Farfetch Neiman Marcus Kering
CREDIT: NEIMAN MARCUS

The acquisition of struggling company, Farfetch, by South Korean retail giant Coupang continues causing aftershocks across the industry.

Weeks after the contentious tie-up was finalized on January 31st, 2024, luxury conglomerate Kering has pulled its portfolio of brands off the platform. Meanwhile former partners Neiman Marcus Group rescinded plans to overhaul Bergdorf Goodman’s e-commerce via Farfetch and sell its merchandise on the site.

The high-profile abandonments validate concerns held by dissenting Farfetch shareholders of irreparable damage from the Farfetch-Coupang deal. They also underscore brands’ wariness of affiliation with a marketplace whose future strategy and positioning under Coupang’s direction remains uncertain.

Tumultuous Coupang Takeover

Farfetch’s road to acquisition by Coupang was fraught from the start. After a proposed merger with Richemont’s Yoox Net-a-Porter unraveled last spring, Farfetch lacked a clear path to profitability and teetered on the verge of insolvency. A literal last minute $500 million capital infusion deal from Coupang in late 2023 temporarily stabilized operations.

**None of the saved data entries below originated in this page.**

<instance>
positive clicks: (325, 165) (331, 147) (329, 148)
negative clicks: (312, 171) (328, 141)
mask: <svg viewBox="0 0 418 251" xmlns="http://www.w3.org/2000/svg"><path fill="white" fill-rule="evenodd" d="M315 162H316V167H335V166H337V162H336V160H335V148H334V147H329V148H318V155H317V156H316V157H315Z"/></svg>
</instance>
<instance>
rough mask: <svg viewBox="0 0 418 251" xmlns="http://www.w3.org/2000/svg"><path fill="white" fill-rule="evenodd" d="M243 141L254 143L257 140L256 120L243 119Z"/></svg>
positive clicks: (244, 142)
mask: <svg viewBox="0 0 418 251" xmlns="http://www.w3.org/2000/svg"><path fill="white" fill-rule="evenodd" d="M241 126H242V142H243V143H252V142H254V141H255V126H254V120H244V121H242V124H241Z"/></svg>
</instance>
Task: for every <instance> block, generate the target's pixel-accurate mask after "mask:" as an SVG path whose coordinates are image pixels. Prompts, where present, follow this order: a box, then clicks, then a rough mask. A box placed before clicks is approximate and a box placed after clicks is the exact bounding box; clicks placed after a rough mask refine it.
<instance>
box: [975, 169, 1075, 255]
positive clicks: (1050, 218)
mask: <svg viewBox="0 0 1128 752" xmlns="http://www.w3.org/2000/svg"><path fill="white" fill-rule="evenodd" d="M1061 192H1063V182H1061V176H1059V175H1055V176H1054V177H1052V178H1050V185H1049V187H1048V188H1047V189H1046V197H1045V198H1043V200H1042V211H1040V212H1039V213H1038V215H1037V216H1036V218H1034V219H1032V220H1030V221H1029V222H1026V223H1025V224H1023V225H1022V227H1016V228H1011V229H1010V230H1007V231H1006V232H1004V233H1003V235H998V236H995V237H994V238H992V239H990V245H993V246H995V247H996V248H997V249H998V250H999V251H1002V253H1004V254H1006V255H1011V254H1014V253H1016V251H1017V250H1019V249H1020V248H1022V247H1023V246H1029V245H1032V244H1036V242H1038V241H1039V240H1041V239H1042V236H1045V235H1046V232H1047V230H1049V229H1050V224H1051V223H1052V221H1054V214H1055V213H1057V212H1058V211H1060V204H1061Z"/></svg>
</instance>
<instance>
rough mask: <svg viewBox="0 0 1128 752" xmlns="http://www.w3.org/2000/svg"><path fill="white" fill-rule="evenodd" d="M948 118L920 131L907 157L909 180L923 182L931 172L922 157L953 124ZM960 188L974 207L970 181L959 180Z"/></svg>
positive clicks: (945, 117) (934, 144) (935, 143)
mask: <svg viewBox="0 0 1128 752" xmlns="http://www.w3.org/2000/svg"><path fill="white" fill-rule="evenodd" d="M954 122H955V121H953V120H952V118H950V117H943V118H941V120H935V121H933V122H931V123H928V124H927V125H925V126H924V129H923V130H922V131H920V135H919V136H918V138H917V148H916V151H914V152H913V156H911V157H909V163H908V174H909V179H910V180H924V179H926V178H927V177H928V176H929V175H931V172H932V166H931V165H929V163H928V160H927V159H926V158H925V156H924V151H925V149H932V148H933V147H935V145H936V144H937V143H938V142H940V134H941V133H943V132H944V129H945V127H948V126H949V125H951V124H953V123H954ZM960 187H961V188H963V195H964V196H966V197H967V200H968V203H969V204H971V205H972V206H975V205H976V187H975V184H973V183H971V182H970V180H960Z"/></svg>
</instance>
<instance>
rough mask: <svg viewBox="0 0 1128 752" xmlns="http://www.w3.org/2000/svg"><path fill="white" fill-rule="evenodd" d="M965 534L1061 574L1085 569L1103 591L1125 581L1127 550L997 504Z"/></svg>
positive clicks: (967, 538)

However a contingent of shareholders adamantly opposed Coupang gaining outright ownership over Farfetch’s assets in exchange for funding. On January 31st, Coupang prevailed in officially taking Farfetch private, stripped from public markets despite aggressive efforts to block the sale.

Luxury Defections Signal Lingering Distrust

Kering brands including Gucci and YSL’s disappearance from Farfetch seemingly confirms shareholders’ misgivings about Coupang’s takeover. While no formal statement outlined motives, Kering executive Jean-Marc Duplaix bluntly deemed Farfetch no longer strategically relevant. The luxury behemoth likely harbors doubts about marketplace integrity and positioning under new ownership.

High-profile partner Neiman Marcus Group also withdrew integrated e-commerce plans to leverage Farfetch’s technology and retail network. NMG will instead direct $200 million earmarked for the collaboration into wholly owned channels. Farfetch maintains only a minor investment stake as brands hesitate committing resources pending clearer direction.

Damage control efforts promote anonymity for luxury sellers wary of Coupang association. However with pillars like Kering and NMG retreating, Farfetch must work urgently to restore trust for brands questioning its future standing as a luxury platform.